Barn Owls At Clermont
Story and illustration by Doug Pifer
This past year I spent many hours inside the big barn at historic Clermont Farm just outside of Berryville. While working onsite in connection with a couple of events held there, I learned that barn owls have lived in one of the silos for many years.
Back in early February, I noticed several of the highest barn beams were streaked white with droppings, and below them I found dried droppings and owl pellets littering the floor.
Barn owls capture and feed upon small mammals and birds, which they swallow whole. Their strong digestive juices dissolve their food. Indigestible remains like hair and bones they regurgitate as pellets. Owl pellets tend to accumulate underneath perches and sites where owls nest and roost. For naturalists, pellets indicate the birds’ presence and what they’ve been eating.
The pellets I found on the floor of the barn under the white-streaked rafters were dark gray masses of hair about the size and shape of marshmallows or tater-tots. When fresh they were lightly coated with what looked like clear varnish. Pellets come out wet with the digestive fluids from the bird’s gullet but soon dry into lightweight, fragile masses that fall apart easily. These consisted entirely of rodent hair and bones. A few had starling feathers.

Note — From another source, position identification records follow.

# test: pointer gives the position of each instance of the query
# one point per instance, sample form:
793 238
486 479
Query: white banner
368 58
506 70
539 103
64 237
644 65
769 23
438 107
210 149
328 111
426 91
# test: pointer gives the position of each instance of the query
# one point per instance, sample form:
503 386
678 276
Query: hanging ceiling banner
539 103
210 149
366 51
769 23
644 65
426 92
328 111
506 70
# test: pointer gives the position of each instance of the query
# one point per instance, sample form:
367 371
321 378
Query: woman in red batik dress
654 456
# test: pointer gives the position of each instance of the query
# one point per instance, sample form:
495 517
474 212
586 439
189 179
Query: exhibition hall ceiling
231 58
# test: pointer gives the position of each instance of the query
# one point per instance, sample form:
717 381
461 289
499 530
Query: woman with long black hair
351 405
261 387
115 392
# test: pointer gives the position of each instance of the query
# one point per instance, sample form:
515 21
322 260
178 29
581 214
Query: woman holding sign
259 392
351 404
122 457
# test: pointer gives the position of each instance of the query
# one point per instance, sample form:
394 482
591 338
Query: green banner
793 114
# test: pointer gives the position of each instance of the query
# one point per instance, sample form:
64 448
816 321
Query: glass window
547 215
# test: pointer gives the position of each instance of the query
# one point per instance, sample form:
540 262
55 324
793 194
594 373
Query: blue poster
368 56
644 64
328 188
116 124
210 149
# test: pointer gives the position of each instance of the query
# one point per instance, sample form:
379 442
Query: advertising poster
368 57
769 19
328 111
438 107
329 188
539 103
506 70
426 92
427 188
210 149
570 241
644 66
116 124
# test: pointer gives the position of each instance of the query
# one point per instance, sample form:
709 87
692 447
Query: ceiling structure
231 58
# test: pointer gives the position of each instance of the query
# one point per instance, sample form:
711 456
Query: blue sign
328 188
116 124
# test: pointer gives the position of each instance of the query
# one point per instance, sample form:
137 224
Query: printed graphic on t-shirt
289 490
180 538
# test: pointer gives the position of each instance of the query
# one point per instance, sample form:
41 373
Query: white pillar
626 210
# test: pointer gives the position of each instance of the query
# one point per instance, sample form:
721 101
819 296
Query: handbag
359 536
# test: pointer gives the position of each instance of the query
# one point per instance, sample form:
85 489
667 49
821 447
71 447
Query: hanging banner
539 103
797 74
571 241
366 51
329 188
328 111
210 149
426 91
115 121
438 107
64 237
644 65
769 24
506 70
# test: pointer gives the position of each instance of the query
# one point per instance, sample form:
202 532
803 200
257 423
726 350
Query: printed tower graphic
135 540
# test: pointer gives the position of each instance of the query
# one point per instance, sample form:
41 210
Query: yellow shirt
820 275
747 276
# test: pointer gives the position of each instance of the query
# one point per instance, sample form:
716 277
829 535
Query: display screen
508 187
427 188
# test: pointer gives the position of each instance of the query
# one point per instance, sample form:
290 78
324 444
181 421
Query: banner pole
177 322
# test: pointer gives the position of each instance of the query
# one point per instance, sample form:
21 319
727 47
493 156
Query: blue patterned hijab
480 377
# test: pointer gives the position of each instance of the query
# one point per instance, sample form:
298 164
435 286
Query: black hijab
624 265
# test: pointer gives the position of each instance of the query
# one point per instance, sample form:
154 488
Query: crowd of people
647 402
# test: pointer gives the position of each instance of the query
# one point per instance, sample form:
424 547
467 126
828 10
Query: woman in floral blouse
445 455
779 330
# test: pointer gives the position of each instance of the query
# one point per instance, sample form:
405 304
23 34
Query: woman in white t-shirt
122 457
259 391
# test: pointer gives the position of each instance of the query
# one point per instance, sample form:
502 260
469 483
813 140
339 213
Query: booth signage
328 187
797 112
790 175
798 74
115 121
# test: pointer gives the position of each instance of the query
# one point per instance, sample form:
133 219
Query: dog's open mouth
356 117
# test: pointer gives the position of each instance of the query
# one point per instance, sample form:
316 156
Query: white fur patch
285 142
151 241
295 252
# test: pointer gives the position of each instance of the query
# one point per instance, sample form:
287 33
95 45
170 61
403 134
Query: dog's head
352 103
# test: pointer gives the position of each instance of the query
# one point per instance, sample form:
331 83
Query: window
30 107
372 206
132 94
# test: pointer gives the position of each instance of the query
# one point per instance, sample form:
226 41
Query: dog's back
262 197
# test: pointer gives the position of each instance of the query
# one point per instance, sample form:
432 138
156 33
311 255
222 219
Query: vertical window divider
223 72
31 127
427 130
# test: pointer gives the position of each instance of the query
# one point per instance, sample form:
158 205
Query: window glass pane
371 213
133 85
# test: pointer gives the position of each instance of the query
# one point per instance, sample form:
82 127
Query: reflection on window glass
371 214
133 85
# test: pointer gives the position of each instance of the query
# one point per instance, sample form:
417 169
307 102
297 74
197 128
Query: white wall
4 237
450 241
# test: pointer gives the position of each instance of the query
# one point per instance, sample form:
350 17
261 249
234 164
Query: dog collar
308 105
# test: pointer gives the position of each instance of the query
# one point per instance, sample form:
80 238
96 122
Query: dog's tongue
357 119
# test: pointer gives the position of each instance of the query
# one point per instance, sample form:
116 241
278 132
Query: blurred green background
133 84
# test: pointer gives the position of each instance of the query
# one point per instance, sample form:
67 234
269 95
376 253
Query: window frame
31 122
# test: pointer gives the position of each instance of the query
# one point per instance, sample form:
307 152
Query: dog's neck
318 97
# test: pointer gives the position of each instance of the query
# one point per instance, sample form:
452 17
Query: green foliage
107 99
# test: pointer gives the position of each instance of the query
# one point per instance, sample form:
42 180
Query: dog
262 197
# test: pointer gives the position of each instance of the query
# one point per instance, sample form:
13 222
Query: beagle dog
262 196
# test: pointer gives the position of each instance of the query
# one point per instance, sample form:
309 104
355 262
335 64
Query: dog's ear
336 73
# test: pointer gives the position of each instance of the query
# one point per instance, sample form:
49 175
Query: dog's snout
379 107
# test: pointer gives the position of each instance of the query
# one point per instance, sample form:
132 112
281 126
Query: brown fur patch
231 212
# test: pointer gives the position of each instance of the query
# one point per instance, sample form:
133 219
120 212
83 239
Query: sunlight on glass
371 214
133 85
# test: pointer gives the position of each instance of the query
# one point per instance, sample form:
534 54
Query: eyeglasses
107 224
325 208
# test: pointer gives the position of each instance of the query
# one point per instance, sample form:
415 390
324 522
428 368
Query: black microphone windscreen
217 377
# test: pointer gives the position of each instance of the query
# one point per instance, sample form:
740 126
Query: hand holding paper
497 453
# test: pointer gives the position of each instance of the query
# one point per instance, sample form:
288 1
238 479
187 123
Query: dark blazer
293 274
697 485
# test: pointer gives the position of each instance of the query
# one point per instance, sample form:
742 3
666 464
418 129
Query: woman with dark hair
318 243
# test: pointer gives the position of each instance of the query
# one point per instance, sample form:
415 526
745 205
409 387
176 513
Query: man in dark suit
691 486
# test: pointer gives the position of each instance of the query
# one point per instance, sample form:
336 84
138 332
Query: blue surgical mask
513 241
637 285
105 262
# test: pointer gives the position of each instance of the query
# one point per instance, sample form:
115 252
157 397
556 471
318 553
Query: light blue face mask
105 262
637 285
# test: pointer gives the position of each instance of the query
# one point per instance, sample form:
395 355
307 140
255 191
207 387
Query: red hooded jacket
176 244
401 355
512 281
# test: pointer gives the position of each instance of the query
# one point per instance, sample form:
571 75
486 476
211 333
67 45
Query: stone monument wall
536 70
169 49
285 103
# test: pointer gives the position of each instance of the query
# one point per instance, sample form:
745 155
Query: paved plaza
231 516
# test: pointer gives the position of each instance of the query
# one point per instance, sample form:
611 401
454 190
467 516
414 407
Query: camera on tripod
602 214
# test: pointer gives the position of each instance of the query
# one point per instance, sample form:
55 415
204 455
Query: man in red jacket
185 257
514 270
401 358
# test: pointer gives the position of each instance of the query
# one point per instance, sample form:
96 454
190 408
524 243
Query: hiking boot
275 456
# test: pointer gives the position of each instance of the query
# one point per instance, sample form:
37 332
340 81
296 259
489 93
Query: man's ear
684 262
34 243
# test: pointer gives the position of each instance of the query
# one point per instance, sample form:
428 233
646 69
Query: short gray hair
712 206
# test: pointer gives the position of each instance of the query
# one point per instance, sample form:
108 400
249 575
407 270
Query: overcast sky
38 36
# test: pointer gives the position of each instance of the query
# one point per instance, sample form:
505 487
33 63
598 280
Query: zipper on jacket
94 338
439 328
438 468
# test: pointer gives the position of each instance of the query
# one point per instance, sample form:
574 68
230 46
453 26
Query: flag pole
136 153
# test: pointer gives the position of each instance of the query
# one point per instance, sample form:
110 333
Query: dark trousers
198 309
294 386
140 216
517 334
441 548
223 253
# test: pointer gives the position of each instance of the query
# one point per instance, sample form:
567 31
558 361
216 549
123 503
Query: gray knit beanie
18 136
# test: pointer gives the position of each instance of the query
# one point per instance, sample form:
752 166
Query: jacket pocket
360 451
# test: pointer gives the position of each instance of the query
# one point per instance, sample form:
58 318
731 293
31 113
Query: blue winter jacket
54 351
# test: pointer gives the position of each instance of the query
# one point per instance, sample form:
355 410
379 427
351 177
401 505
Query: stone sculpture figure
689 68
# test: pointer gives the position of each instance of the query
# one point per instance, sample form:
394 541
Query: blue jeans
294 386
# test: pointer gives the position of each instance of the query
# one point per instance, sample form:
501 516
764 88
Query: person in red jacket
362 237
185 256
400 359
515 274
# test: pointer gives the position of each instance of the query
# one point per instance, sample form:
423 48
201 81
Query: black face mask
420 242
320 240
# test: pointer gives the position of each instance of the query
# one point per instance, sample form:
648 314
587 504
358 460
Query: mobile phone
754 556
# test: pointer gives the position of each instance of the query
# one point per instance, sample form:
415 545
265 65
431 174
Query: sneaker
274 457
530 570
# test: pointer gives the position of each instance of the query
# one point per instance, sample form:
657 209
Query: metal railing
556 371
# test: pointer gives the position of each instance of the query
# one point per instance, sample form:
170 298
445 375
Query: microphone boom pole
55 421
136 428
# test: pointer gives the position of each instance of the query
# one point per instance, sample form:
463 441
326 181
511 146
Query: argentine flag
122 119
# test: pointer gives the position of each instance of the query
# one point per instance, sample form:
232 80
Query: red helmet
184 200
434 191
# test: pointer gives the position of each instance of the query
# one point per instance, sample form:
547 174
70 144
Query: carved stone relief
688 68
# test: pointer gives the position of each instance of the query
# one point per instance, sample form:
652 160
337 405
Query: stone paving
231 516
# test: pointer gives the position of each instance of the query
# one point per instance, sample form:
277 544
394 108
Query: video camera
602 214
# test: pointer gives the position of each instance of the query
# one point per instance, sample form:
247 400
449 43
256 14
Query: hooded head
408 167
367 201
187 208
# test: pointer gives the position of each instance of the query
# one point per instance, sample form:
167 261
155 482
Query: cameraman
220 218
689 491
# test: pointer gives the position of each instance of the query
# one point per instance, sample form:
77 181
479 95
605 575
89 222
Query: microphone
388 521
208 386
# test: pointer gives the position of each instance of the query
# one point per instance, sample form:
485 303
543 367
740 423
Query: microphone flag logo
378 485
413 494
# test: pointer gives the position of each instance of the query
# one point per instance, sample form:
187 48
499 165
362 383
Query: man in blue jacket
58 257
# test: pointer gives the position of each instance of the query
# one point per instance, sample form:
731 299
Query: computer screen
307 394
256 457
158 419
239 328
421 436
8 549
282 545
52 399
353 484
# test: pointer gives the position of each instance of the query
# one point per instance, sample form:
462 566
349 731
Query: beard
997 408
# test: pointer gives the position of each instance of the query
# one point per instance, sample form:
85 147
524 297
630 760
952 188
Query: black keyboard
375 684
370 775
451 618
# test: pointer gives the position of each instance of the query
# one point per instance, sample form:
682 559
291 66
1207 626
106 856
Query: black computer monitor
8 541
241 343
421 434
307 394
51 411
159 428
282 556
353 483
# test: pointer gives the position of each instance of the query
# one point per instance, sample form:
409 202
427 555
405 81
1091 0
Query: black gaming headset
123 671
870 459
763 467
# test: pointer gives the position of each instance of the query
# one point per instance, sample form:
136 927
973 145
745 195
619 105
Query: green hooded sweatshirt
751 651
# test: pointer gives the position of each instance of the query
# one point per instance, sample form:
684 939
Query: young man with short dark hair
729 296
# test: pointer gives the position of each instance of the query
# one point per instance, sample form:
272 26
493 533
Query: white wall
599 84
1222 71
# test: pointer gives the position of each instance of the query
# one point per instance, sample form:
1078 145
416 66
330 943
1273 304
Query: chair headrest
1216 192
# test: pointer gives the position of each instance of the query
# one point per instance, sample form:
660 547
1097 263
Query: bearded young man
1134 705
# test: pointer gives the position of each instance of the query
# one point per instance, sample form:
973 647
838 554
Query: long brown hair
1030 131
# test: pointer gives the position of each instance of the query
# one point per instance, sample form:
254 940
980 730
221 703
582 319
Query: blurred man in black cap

In late September I returned to the big gray barn. The contents had been rearranged to accommodate the summer’s hay harvest. The back doors were left open for fresh air to circulate. And I noticed new owl evidence: fresh pellets, droppings, and feathers on the floor below where the birds had perched.
Later I observed, at the base of the silo where the barn owls nest, a pile of pellets that had disintegrated in the rain. Among them were many whole skulls and jawbones of house and field mice. That’s why the barn owl is often called the farmer’s best friend. Unfortunately, barn owl numbers have suffered greatly from unrestricted use of rodent poisons around farm buildings,
All feathers are miraculous but owl feathers are especially unique. I sketched a barn owl killed by a car near White Post several years ago. At that time I learned that each colored feather on a barn owl has a teardrop-shaped spot of black and white near the tip, like a logo, that marks it as belonging to a barn owl. Nearly half their feathers are pure creamy white.
The biggest feather I found was shed from a barn owl’s left wing. I admired its “logo” spot, creamy color, and markings of dusky brown and golden tan. Most remarkable, though, was its “soundproofing.” A fine fringe edged all sides of the feather. Its upper surface had a velvety, pile-like finish. This made the markings on the feather softly blended, as if marked with colored chalk. Its purpose is to muffle the friction against other feathers while the owl swoops upon its prey.
Instead of rustling wings, a hapless mouse hears nothing at all.